On my flight back from LEGE, things rapidly changed where I had to dive out of CAS because ATC wouldn’t accommodate a high level approach towards the north of the TMA and more direct routing northbound. They was keen on my heading towards DET, which was being avoided by A320s and the like (CBs that later became TSRA).

As soon as the ATC controller saw how drastic my descent and turn was, did I receive a better service with handover to Thames who offered any routing I wanted and Southend who gave me CTA transit to Stapleford just in time. I try to help ATC, but there’s a limit to my love.

On that same flight, I was racing a front coming in from the Atlantic and Paris wanted me to fly through it. I didn’t want to climb through a thin layer to then avoid and nor did I want to end up in the tops of a front because ATC felt I was too close to Paris. There was literally nothing in the sector. I looked at the Golze and refused any left deviation, except 5* till I had to avoid a CB over the Le Harve area, then by that point Paris had to coordinate a more direct routing to LYD into the EGTT FIR. Basically she gave up asking…

Snoopy wrote:

Never experienced something like this in Europe.
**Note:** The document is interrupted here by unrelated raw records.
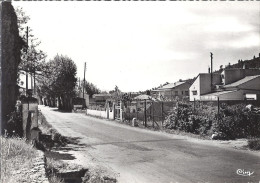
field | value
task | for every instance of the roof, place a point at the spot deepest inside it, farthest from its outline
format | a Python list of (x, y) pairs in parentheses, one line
[(170, 86), (218, 93), (102, 95), (242, 81)]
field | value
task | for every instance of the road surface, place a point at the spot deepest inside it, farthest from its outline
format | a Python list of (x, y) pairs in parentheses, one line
[(144, 156)]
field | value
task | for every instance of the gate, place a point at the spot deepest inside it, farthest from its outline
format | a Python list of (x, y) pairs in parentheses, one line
[(118, 111)]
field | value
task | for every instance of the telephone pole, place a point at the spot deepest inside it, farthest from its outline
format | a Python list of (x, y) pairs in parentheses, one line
[(211, 73), (26, 72), (84, 78)]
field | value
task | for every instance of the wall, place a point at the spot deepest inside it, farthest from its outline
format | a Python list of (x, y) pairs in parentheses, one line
[(170, 93), (233, 75), (195, 87), (253, 84), (11, 44)]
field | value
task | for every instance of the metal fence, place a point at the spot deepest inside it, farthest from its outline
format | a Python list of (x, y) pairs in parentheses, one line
[(150, 113)]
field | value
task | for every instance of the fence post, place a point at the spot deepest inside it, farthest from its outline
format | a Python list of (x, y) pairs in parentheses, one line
[(194, 104), (162, 114), (145, 120), (129, 103), (136, 111), (218, 108)]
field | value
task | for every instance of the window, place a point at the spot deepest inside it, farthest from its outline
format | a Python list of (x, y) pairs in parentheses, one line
[(194, 92)]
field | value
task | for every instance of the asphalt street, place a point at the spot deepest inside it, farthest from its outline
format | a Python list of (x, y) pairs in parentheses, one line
[(140, 155)]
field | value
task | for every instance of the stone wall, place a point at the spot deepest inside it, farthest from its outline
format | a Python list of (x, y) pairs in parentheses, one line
[(11, 45)]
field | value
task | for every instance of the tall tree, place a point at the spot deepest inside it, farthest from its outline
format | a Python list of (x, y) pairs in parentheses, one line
[(32, 58), (90, 88), (59, 81)]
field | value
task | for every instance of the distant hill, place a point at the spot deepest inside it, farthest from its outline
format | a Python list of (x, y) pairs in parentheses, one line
[(253, 63)]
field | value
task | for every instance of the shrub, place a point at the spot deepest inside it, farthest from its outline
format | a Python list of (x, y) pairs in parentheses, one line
[(236, 121), (254, 144)]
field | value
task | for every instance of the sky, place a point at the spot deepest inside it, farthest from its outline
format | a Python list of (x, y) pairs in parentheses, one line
[(140, 45)]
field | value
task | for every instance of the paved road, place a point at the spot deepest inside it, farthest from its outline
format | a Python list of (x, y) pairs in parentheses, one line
[(144, 156)]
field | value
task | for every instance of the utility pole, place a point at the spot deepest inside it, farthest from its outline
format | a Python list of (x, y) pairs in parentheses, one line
[(26, 72), (84, 79), (211, 58)]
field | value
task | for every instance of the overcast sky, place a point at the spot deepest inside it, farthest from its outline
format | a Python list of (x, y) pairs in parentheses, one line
[(140, 45)]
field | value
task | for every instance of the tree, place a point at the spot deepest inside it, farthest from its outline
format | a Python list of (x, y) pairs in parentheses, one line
[(90, 88), (58, 80), (32, 58)]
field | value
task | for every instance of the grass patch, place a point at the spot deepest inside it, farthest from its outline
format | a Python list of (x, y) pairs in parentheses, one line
[(16, 155), (254, 144)]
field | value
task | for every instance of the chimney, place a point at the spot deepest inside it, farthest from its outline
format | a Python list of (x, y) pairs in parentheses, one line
[(211, 70)]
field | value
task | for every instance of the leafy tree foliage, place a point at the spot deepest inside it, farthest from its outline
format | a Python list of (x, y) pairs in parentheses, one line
[(32, 58), (58, 80), (90, 88)]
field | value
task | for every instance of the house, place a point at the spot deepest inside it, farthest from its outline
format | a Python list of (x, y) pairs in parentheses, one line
[(202, 85), (86, 97), (100, 99), (231, 84), (172, 91)]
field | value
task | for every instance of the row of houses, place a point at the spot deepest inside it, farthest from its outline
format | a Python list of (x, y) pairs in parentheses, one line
[(230, 84)]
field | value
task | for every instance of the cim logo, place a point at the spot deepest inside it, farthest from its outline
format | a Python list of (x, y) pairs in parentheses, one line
[(244, 172)]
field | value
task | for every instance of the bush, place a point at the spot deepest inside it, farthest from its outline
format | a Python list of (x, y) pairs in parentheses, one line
[(236, 121), (16, 155), (254, 144)]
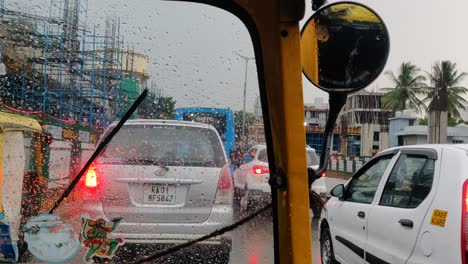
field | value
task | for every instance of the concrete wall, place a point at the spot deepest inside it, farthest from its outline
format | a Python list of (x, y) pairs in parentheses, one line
[(395, 126), (383, 141)]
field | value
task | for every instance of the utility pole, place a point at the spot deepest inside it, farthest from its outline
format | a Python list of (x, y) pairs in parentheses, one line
[(247, 59)]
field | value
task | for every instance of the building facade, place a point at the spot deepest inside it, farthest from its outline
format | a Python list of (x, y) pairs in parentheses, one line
[(363, 113)]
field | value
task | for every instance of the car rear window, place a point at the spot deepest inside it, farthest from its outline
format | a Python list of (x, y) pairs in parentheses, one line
[(165, 145), (262, 155)]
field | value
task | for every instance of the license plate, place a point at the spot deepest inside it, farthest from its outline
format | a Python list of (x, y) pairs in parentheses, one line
[(159, 194)]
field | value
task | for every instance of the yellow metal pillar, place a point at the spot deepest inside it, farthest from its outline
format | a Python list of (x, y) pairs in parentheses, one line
[(277, 23)]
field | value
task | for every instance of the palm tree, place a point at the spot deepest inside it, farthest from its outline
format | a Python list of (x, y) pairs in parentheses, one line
[(408, 85), (445, 98), (446, 91)]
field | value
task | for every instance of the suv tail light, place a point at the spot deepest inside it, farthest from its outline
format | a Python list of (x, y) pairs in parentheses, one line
[(91, 178), (225, 193), (257, 169), (464, 235)]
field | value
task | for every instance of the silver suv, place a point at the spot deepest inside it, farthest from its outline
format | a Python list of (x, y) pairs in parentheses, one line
[(169, 181)]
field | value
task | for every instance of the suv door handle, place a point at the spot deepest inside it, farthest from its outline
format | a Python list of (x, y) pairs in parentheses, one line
[(361, 214), (406, 222)]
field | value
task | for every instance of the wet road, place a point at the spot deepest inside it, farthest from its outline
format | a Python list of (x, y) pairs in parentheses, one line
[(253, 242)]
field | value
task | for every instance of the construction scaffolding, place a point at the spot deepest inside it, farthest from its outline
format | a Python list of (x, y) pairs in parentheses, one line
[(58, 66)]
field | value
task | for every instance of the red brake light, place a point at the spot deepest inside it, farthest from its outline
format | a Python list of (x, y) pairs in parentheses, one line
[(257, 169), (225, 182), (225, 193), (91, 178)]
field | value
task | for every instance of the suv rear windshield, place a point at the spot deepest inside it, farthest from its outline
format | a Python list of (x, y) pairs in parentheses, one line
[(165, 145)]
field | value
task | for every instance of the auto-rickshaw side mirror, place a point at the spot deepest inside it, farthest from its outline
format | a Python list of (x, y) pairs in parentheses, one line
[(344, 48)]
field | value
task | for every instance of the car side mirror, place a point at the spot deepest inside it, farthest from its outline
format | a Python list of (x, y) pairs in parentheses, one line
[(338, 191)]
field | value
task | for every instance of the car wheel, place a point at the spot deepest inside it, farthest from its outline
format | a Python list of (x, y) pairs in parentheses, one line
[(326, 248)]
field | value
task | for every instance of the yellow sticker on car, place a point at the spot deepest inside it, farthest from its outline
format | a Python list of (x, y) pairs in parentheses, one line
[(439, 217)]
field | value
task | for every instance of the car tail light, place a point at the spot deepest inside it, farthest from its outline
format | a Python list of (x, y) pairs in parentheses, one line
[(464, 235), (91, 178), (257, 169), (225, 193)]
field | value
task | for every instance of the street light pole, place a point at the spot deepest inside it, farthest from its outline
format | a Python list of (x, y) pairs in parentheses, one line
[(247, 59)]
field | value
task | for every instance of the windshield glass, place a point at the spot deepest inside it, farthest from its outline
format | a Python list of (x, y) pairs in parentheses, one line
[(165, 145)]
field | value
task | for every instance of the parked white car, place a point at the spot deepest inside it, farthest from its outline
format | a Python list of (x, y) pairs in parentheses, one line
[(406, 205), (251, 178)]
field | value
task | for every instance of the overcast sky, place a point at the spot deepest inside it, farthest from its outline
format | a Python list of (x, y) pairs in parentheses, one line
[(191, 46)]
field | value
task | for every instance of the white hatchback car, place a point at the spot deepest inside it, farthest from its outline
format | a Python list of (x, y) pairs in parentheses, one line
[(251, 179), (405, 205)]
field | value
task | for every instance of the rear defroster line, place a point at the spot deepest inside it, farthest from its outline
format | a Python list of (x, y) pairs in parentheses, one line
[(215, 233)]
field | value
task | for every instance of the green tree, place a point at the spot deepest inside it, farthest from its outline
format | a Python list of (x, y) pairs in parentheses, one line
[(445, 92), (407, 86), (444, 98), (157, 107), (250, 119)]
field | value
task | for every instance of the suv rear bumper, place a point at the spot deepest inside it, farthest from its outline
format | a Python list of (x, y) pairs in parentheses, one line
[(168, 233)]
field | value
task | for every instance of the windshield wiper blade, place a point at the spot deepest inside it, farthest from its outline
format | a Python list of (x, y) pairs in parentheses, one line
[(147, 161)]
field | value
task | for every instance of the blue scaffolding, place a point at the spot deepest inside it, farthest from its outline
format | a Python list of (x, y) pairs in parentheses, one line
[(71, 72)]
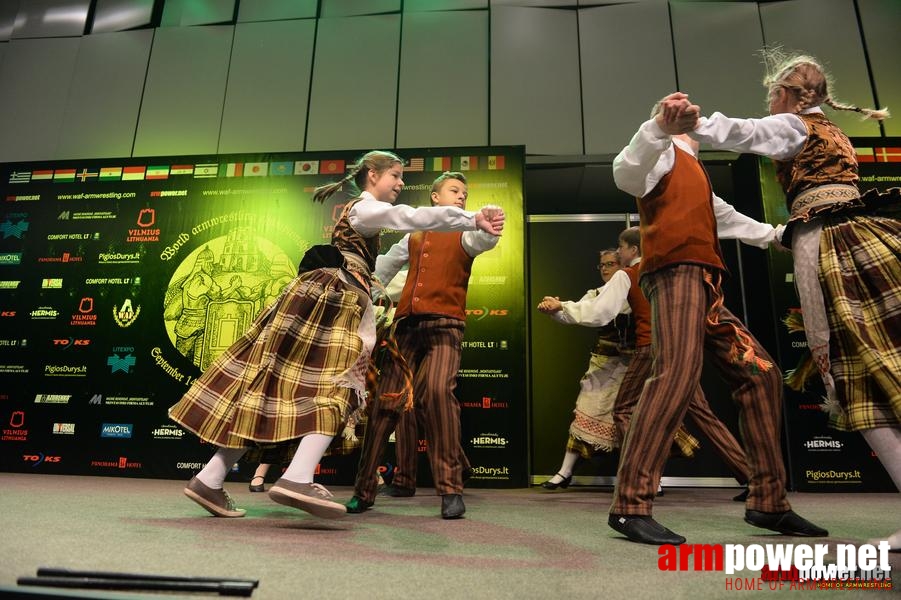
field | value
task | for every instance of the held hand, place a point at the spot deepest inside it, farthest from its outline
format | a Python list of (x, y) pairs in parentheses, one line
[(490, 220), (549, 305)]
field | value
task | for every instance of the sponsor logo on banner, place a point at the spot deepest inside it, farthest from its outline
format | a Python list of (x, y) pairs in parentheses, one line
[(121, 400), (16, 431), (44, 313), (118, 258), (125, 315), (167, 431), (65, 257), (66, 343), (63, 428), (15, 226), (68, 215), (832, 476), (121, 360), (485, 345), (478, 314), (116, 430), (486, 402), (145, 230), (85, 316), (35, 460), (823, 443), (488, 440), (491, 472), (65, 371), (121, 463), (52, 398), (10, 259)]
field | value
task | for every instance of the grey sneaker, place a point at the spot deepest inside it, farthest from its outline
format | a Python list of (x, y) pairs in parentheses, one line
[(310, 497), (217, 502)]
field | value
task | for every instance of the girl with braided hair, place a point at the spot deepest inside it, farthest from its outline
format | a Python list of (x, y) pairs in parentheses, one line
[(845, 246), (299, 372)]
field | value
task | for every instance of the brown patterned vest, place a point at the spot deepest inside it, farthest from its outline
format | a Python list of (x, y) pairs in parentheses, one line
[(438, 276), (826, 158), (677, 221), (346, 239)]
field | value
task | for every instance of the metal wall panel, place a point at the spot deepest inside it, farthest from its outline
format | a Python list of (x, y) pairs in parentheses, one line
[(354, 97), (717, 56), (121, 15), (50, 18), (350, 8), (627, 65), (535, 96), (105, 95), (443, 96), (881, 21), (184, 93), (271, 10), (35, 76), (268, 87), (841, 50)]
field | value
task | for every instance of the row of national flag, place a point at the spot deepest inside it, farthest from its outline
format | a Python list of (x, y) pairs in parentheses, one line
[(244, 169), (197, 171), (455, 163)]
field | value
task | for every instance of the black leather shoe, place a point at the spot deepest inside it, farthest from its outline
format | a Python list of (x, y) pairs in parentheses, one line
[(357, 505), (549, 485), (644, 530), (398, 491), (452, 506), (786, 523)]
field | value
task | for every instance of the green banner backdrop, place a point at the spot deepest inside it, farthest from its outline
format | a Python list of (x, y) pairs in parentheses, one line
[(122, 279)]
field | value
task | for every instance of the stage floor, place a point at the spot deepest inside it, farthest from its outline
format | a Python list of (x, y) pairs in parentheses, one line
[(524, 543)]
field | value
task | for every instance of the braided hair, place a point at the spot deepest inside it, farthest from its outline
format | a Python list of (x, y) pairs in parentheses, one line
[(375, 160), (807, 82)]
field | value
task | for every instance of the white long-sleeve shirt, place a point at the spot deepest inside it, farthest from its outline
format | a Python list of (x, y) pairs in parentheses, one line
[(387, 265), (779, 136), (650, 155), (369, 216)]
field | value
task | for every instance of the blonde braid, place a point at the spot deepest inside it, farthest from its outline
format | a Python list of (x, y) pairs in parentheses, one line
[(866, 113)]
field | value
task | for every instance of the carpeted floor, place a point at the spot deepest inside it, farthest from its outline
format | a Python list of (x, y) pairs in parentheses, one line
[(522, 544)]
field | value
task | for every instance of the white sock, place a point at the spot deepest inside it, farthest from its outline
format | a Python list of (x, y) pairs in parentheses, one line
[(886, 443), (308, 455), (213, 474)]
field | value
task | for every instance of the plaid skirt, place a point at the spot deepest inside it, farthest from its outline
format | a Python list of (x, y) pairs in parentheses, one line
[(593, 421), (293, 372), (860, 271)]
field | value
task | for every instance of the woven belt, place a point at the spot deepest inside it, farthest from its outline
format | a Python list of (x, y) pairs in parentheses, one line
[(810, 201)]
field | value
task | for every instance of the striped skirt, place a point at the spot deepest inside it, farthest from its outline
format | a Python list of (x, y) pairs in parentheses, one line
[(299, 369), (860, 272)]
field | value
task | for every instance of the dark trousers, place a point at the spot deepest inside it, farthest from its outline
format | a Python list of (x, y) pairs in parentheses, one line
[(431, 347), (680, 300)]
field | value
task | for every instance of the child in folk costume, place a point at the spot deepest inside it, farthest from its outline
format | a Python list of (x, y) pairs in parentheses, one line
[(300, 370), (845, 245)]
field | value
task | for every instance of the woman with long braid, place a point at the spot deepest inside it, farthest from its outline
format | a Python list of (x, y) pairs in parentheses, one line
[(300, 370)]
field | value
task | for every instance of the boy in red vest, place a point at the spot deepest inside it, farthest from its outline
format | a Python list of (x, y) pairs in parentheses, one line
[(430, 318), (680, 276)]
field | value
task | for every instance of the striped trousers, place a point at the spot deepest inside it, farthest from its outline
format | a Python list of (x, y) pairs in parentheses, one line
[(431, 347), (680, 300), (724, 443)]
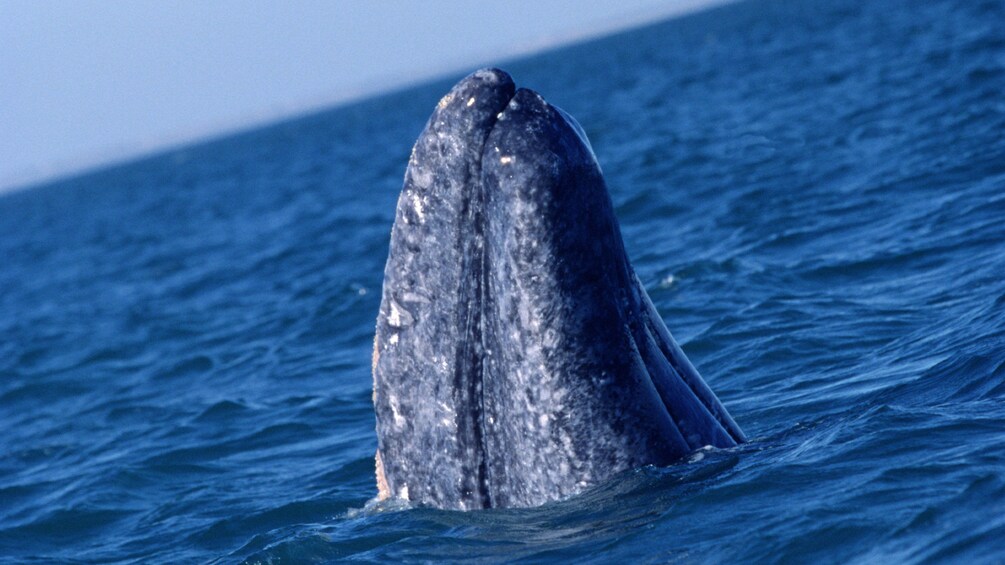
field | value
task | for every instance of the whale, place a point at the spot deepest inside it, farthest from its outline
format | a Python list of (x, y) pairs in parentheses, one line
[(518, 359)]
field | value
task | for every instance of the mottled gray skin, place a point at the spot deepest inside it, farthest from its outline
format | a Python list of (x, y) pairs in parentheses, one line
[(518, 359)]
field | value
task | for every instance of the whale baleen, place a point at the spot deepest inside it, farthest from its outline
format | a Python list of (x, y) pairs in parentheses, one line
[(518, 359)]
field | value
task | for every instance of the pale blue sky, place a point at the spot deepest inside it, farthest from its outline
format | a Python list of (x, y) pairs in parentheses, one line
[(87, 82)]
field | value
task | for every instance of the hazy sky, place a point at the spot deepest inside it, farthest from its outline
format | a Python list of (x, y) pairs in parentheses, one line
[(85, 82)]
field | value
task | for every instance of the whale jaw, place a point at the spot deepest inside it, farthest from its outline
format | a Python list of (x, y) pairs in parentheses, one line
[(518, 359)]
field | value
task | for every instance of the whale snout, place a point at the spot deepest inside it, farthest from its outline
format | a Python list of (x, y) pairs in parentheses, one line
[(517, 358)]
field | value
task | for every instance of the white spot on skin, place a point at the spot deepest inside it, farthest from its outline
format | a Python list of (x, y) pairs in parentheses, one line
[(398, 317), (399, 420), (417, 205), (444, 101)]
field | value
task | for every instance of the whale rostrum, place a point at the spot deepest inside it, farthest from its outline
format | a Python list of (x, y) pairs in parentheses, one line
[(518, 359)]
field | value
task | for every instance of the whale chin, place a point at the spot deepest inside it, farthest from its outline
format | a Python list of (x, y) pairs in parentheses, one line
[(518, 359)]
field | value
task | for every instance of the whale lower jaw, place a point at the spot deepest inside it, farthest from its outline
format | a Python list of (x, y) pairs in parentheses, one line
[(518, 359)]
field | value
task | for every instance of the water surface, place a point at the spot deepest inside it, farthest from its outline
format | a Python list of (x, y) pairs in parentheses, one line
[(812, 192)]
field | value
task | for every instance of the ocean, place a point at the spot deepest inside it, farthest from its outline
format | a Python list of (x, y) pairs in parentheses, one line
[(812, 192)]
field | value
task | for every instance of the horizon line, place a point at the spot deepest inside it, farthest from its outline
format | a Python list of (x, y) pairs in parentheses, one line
[(114, 157)]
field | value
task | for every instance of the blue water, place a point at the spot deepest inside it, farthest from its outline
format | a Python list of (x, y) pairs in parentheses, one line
[(812, 192)]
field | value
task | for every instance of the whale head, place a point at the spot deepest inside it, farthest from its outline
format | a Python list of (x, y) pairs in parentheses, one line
[(518, 358)]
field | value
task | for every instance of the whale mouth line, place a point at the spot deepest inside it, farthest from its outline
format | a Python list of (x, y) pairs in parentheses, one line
[(518, 358)]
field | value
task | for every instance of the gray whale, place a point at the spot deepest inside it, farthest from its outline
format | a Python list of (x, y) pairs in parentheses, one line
[(518, 359)]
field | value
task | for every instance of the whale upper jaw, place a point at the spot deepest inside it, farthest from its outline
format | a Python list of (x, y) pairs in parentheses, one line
[(517, 358)]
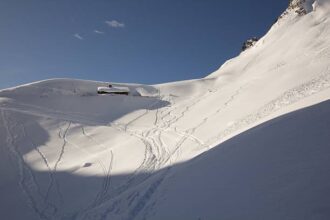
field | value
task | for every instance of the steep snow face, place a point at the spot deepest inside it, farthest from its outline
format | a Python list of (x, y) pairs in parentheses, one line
[(68, 153)]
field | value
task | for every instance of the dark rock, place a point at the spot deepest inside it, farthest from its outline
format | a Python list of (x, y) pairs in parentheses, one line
[(249, 43)]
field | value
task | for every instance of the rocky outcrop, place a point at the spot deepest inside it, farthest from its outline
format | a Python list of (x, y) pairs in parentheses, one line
[(299, 7), (249, 43)]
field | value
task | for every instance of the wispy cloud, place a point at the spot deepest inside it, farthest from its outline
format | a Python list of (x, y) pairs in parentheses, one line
[(115, 24), (98, 32), (78, 36)]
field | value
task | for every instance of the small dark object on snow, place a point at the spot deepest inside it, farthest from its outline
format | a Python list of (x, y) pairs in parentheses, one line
[(249, 43), (88, 164)]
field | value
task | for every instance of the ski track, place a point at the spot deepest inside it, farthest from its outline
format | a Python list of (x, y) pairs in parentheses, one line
[(289, 97), (27, 180), (156, 154)]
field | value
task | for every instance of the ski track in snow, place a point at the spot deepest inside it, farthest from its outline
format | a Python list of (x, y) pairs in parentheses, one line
[(157, 154)]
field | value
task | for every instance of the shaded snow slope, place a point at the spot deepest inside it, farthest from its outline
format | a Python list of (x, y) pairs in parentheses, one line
[(68, 153)]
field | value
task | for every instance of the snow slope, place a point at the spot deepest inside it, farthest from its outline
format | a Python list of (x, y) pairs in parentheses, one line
[(249, 141)]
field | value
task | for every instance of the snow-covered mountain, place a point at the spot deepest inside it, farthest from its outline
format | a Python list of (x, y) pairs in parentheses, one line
[(249, 141)]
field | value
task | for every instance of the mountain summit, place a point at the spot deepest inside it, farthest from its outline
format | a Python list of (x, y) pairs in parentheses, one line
[(249, 141)]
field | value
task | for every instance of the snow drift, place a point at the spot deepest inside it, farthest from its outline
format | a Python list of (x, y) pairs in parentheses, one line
[(249, 141)]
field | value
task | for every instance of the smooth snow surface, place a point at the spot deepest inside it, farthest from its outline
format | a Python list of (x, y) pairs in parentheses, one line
[(250, 141)]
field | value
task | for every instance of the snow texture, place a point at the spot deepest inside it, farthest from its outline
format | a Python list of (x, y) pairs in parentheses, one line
[(249, 141)]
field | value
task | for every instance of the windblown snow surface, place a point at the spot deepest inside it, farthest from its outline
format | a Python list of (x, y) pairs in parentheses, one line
[(249, 141)]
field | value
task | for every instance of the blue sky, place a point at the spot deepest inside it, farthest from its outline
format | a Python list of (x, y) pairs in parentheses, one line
[(142, 41)]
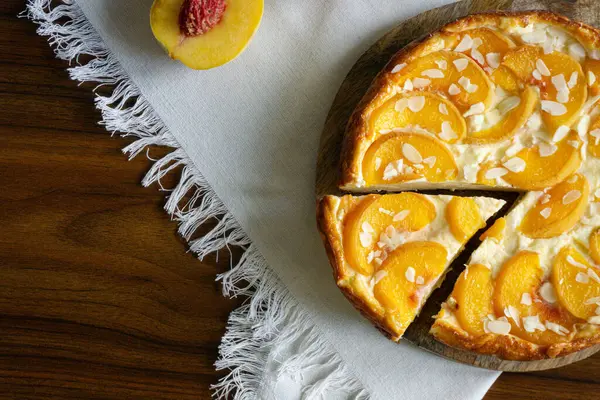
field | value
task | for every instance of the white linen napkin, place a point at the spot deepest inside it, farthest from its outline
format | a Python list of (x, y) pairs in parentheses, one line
[(252, 129)]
Come to think of it, I think it’s the complexity of the sectorisation of the London TMA. Anything outside the norm, requires coordination and the last 2.5 years there’s been limited amounts of that with staff shortages. I think it’s going to get better though as we head further away from “COVID” excuses.

Snoopy wrote:

I can see the adriatic from here” (sic!).

I’ve flown up the Adriatic in the late night from Turkey (x2) and oh my god, you wouldn’t want to weather avoid that in a puddle jumper. The storms are horrific and easily FL400+ – not sure what it is, some local effect but something I hope to do next year is Turkey in the DA40 or Croatia.

Qualified PPL with IR SP/SE PBN
EGSG, United Kingdom

I found the wx got more convective after I got my IR

Administrator
Shoreham EGKA, United Kingdom

Peter wrote:

I found the wx got more convective after I got my IR

I would say the same, when I did my IR it was convective every flight. Now almost every flight except my Dusseldorf has been enroute convection. Annoying but I guess that’s just “Climate Change”.

Qualified PPL with IR SP/SE PBN
EGSG, United Kingdom

On PPL or IMCR rating, one rarely get to fly FL120, surely not inside clouds and most of the time on own navigation

With an IR, you get to penetrate clouds at FL120 usually on a heading, direct or route and it’s unlikely to be a benign one in that band (convective towered one or frozen stratus one)

The higher you fly the most nasty it gets, same if you are hitting clouds in RVSM airspace, it’s unlikely to be a smooth ride

Last Edited by Ibra at 15 Aug 18:38
Paris/Essex, France/UK, United Kingdom

Ibra wrote:

The higher you fly the most nasty it gets, same if you are hitting clouds in RVSM airspace, it’s unlikely to be a smooth ride

Digressing slightly but when I used to fly back across the Atlantic, the flight crew used to put the landing lights on and could see the Jetstream which was frozen stuff speeding along. My gosh was it bumpy, sometimes enough to make you feel sick.

Qualified PPL with IR SP/SE PBN
EGSG, United Kingdom

The higher you fly the most nasty it gets

Not IME. Above clouds, the flight is nearly always very smooth. And you get much better visibility for spotting hazardous wx many miles ahead. This is the main reason for getting the IR in Europe – ATC can’t keep you down below some no-VFR airspace.

My estimate is it’s closer to 50%. I remember a flight from Italy home along the southern edge of the alps, happily bimbling along in FL180 or so… probably with Milano Radar.

It doesn’t sound like he was IFR on a Eurocontrol flight. Well maybe with a fake IR Nobody would be reading off village names when “in the system”.

Administrator
Shoreham EGKA, United Kingdom

Peter wrote:

Not IME. Above clouds, the flight is nearly always very smooth.

I think Ibra was referring to flight in clouds.

ESKC (Uppsala/Sundbro), Sweden

I still don’t agree, as a generality. You get all kinds of IMC at all kinds of levels.